Estiveram presentes organizações que também constroem a mídia alternativa, como o Centro de Mídia
Independente (Indymedia), a organização de capacitação em comunicação popular Centro de Formação Urbano
Rural Irmã Araújo (Cefuria) e a revista Debate Socialista , publicada pelo Coletivo Socialismo e Liberdade. Os
cinco anos de existência do jornal, surgido no Fórum Social de 2003, com a proposta de articular a informação a
partir de diferentes grupos da esquerda, foram saudados pela Coordenação dos Movimentos Sociais (CMS) e
pelo Sindicato dos Engenheiros (Senge-PR).
No principal momento do ato, José Arbex Jr, do conselho editorial do periódico, narrou o nascimento do jornal
Brasil de Fato, seu doloroso começo, quando o jornal possuía uma tiragem de 130 mil exemplares, porém foi
boicotado pelos distribuidores, nos principais pontos de venda.

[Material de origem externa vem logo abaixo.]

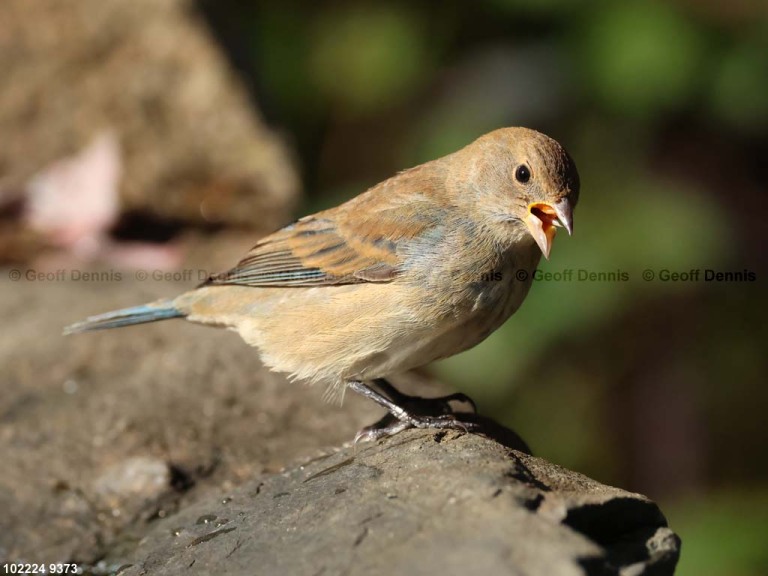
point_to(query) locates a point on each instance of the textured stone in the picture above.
(419, 503)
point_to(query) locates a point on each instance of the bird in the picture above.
(419, 267)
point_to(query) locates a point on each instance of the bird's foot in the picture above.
(410, 411)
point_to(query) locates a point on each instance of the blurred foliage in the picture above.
(656, 385)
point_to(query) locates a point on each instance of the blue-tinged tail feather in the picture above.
(161, 310)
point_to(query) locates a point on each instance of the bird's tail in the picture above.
(160, 310)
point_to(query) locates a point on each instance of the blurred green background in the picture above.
(657, 386)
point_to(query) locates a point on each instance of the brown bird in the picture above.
(419, 267)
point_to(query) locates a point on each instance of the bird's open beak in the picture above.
(542, 219)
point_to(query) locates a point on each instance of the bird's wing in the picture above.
(357, 242)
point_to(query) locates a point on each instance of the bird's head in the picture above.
(525, 182)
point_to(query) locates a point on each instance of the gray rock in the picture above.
(418, 503)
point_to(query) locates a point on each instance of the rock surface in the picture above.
(160, 446)
(192, 145)
(167, 400)
(419, 503)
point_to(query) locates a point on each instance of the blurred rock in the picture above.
(135, 479)
(90, 426)
(192, 148)
(422, 502)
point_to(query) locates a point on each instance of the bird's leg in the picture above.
(404, 399)
(407, 411)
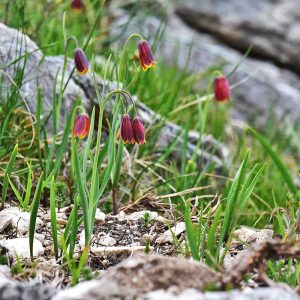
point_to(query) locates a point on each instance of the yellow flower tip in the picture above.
(146, 67)
(83, 72)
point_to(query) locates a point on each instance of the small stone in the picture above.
(20, 247)
(99, 217)
(251, 236)
(167, 237)
(18, 219)
(106, 240)
(116, 251)
(121, 216)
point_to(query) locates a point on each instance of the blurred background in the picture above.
(195, 36)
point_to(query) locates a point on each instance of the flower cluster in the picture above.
(222, 89)
(77, 5)
(132, 131)
(81, 126)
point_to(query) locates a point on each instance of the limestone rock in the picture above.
(19, 220)
(141, 274)
(167, 237)
(20, 247)
(46, 69)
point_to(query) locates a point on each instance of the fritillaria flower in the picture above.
(81, 62)
(127, 130)
(77, 5)
(82, 125)
(145, 55)
(138, 131)
(221, 89)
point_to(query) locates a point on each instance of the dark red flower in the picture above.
(127, 130)
(82, 125)
(77, 5)
(221, 89)
(81, 62)
(138, 130)
(145, 55)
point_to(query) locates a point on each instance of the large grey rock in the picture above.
(261, 89)
(141, 274)
(41, 71)
(271, 26)
(274, 293)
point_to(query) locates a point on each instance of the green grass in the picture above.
(256, 189)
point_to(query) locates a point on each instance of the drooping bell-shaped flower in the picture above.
(127, 130)
(77, 5)
(222, 89)
(81, 62)
(82, 125)
(145, 55)
(138, 130)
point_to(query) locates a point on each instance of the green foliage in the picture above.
(255, 189)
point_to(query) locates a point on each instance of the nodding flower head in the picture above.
(221, 89)
(82, 125)
(145, 55)
(127, 130)
(138, 130)
(81, 62)
(77, 5)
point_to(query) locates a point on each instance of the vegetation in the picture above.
(257, 185)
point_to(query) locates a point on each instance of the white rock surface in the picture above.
(251, 236)
(153, 215)
(99, 217)
(166, 237)
(120, 250)
(20, 247)
(16, 218)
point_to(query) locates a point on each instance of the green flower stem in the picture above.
(134, 35)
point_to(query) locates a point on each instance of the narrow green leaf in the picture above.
(191, 233)
(53, 217)
(34, 211)
(277, 160)
(8, 171)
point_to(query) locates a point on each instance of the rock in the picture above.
(167, 237)
(105, 240)
(251, 236)
(273, 293)
(240, 25)
(19, 220)
(141, 274)
(146, 215)
(46, 69)
(4, 272)
(99, 217)
(120, 251)
(11, 290)
(197, 51)
(20, 247)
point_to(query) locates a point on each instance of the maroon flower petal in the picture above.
(81, 62)
(145, 55)
(82, 125)
(138, 130)
(221, 89)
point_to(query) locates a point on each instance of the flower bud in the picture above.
(82, 125)
(138, 130)
(145, 55)
(126, 130)
(221, 89)
(81, 62)
(77, 5)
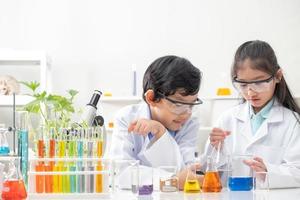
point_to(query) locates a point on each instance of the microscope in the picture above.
(90, 116)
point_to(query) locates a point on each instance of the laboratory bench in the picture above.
(273, 194)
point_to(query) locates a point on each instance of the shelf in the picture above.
(21, 100)
(128, 99)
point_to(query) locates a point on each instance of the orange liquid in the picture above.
(99, 148)
(41, 149)
(52, 148)
(211, 182)
(99, 187)
(48, 179)
(14, 190)
(39, 179)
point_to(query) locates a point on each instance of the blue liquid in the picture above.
(240, 183)
(4, 150)
(146, 190)
(23, 153)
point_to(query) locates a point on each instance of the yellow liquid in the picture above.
(211, 182)
(99, 179)
(191, 186)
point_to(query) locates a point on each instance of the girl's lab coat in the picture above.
(168, 150)
(277, 142)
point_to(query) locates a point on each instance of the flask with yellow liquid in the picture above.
(191, 184)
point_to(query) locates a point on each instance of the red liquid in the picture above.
(39, 179)
(211, 182)
(14, 190)
(52, 149)
(41, 149)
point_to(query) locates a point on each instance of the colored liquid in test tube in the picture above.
(40, 167)
(80, 186)
(72, 166)
(99, 182)
(4, 149)
(89, 178)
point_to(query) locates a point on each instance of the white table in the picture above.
(274, 194)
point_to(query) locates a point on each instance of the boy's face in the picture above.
(171, 114)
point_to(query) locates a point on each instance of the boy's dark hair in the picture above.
(263, 58)
(169, 74)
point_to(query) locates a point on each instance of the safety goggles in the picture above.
(257, 86)
(179, 107)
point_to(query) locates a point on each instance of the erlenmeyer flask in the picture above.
(191, 184)
(13, 186)
(211, 181)
(4, 148)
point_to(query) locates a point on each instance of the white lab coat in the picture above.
(166, 151)
(277, 142)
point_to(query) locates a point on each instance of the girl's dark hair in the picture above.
(263, 58)
(168, 74)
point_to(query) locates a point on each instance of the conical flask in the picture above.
(4, 148)
(211, 181)
(13, 186)
(191, 184)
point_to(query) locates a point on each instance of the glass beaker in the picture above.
(191, 184)
(241, 178)
(145, 180)
(13, 186)
(211, 181)
(168, 181)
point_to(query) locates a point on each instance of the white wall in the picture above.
(93, 43)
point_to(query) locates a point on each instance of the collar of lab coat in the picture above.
(276, 115)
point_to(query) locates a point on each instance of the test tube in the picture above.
(80, 167)
(99, 177)
(22, 117)
(72, 167)
(89, 178)
(40, 167)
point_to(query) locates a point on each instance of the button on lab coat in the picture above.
(167, 150)
(277, 141)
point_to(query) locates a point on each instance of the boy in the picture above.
(161, 132)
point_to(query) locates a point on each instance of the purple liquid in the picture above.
(146, 190)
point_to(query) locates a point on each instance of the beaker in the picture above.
(145, 180)
(211, 181)
(241, 178)
(191, 184)
(13, 186)
(168, 181)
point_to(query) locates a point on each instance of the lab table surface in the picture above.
(273, 194)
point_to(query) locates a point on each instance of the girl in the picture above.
(266, 124)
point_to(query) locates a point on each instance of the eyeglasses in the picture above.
(180, 107)
(257, 86)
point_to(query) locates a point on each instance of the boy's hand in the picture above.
(218, 135)
(257, 164)
(145, 126)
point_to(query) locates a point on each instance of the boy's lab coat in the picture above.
(168, 150)
(277, 142)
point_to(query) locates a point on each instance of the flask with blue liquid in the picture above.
(241, 178)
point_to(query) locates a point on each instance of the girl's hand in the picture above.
(218, 135)
(257, 164)
(145, 126)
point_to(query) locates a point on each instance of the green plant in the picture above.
(55, 110)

Apesar da atual tiragem reduzida, Arbex acredita
que o jornal chega a pautar a grande mídia devido aos temas abordados – como a venda dos recém-descobertos
poços de petróleo para as transnacionais.
Arbex levantou a seguinte polêmica: apesar de o mês de abril ter sido marcado pela vitória de Fernando Lugo no
Paraguai, além de a Bolsa de Valores ter sofrido a sua maior perda de capitais desde a quebra da Bolsa de Nova
Iorque (1929), ainda assim, para quem acessou os veículos de comunicação empresariais, é como se nada
tivesse acontecido.
Paulo Bearzoti Filho, da revista Debate Socialista , saudou os cinco anos do jornal Brasil de Fato, afirmando que a
mídia corporativa hoje se aprofunda em apresentar “não fatos” para os leitores. Deu um exemplo impactante:
desde o ano de 1998, na República Democrática do Congo (África), uma guerra dizimou cerca de 4 milhões
pessoas e não foi sequer noticiada. O Brasil de Fato foi um dos poucos a mostrar o vínculo entre a guerra e a
exploração de minerais, entre eles o coltan, necessário no fabrico de aparelhos celulares.